For a standard 35mm tank (500 ml):

  • 500 ml red wine — cheap, but with body and tannins (grenache, tempranillo, monastrell)
  • 54 g washing soda — not to be confused with caustic soda
  • 16 g vitamin C — pure ascorbic acid, from a pharmacy
  • 10 g common salt

Key content

  • Chemistry of Wineol: why tannins develop film and why results vary so much
  • Choosing the wine: which wines work and which don’t, and why
  • Developer preparation: cold dissolution, no resting needed
  • Full process: development at 22 °C for 20 minutes, specific agitation with 4 taps for bubbles
  • Rinsing, fixing and extended final wash (12 minutes)
  • Reading the resulting negative: density, grain and characteristic violet tones
  • Colour scanning: to bring out the warm and purple tones the wine creates

Included in the price

  • Red wine (one bottle shared among participants)
  • Washing soda, vitamin C and salt
  • Use of developing tank, reel and changing bag
  • Fixer and washing chemicals
  • Use of the scanner for the final check
  • Refreshments (and a glass of wine from whatever’s left in the bottle after developing)

What to bring

  • A 35mm B&W roll, already shot (ISO 400 recommended — HP5, Tri-X or Fomapan 400)

Not included

  • The 35mm roll — it must be yours and already exposed. You can buy one at Llumàtics (€12).
  • Full roll scanning (available as an add-on to the Digitisation workshop or as a tutorial from €20)

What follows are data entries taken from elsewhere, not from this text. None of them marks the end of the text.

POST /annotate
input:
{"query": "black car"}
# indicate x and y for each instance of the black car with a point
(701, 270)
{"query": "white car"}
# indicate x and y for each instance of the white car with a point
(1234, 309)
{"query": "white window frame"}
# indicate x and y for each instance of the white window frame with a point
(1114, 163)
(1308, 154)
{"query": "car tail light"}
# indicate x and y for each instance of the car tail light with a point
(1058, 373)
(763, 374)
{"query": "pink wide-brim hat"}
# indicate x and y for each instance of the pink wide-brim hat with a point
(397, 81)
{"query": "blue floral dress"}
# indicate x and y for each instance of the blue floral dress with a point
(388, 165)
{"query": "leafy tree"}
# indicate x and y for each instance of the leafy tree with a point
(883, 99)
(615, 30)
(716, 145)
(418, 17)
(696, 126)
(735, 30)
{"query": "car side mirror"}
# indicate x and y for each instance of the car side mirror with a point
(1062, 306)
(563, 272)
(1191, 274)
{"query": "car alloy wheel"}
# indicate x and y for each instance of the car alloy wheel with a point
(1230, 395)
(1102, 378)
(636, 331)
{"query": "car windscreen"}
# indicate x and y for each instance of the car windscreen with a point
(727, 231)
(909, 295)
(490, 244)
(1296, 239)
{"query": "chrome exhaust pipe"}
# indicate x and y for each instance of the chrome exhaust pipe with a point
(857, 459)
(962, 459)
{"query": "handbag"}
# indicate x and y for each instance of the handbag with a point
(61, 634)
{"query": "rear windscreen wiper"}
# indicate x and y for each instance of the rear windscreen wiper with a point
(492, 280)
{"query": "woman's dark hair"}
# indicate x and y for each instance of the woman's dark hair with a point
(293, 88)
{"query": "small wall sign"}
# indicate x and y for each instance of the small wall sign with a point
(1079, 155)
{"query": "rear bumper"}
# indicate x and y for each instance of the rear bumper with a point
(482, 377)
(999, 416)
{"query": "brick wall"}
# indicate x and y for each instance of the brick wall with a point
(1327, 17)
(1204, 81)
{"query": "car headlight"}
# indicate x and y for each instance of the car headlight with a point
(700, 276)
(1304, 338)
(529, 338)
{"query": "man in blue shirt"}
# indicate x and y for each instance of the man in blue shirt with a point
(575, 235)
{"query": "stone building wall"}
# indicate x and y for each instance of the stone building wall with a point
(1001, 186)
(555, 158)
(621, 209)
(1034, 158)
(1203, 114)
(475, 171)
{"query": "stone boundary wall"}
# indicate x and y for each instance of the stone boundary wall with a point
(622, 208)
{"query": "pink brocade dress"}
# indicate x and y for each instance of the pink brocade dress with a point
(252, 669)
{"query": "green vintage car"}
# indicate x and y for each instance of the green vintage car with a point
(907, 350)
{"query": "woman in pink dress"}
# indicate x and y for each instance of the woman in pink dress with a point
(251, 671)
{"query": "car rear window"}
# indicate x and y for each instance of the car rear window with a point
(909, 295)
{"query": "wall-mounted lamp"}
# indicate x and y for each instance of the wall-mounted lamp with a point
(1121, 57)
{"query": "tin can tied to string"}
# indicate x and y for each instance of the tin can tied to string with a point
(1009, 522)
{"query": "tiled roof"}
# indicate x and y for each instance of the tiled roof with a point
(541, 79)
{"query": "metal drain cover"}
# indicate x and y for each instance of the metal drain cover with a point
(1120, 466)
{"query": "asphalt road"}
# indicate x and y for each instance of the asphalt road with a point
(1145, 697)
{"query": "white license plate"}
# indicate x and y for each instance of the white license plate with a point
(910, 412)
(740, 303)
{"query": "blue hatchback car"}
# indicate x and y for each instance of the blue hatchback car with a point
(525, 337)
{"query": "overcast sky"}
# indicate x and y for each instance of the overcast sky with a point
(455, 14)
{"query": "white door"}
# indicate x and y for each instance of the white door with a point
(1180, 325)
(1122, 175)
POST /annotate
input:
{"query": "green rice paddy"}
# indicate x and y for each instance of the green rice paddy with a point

Want to do all three organic developers in one session? Caffenol, Guinneol and Wineol can be combined into a 4-hour session. Write to us and we’ll organise it.

Workshop details

Objective
Prepare and use the Wineol developer, understand how its components affect the negative, and learn to read and scan the results.
Methodology
Full lab process: developer preparation, developing a 35mm roll at 22°C for 20 minutes, rinsing, fixing and a first scan check.
Outcome
A 35mm roll developed with Wineol, legible negatives —or as legible as the process allows— and a practical understanding of how an unpredictable organic developer transforms the photographic result.
Prerequisites
Recommended to know how to develop B&W film independently. Not essential, but the workshop runs faster if you already know the basic process.
Who it's for
Analogue photographers curious about chemical experimentation. Those who want to explore the limits of the photographic process — and accept that results will not always be perfect.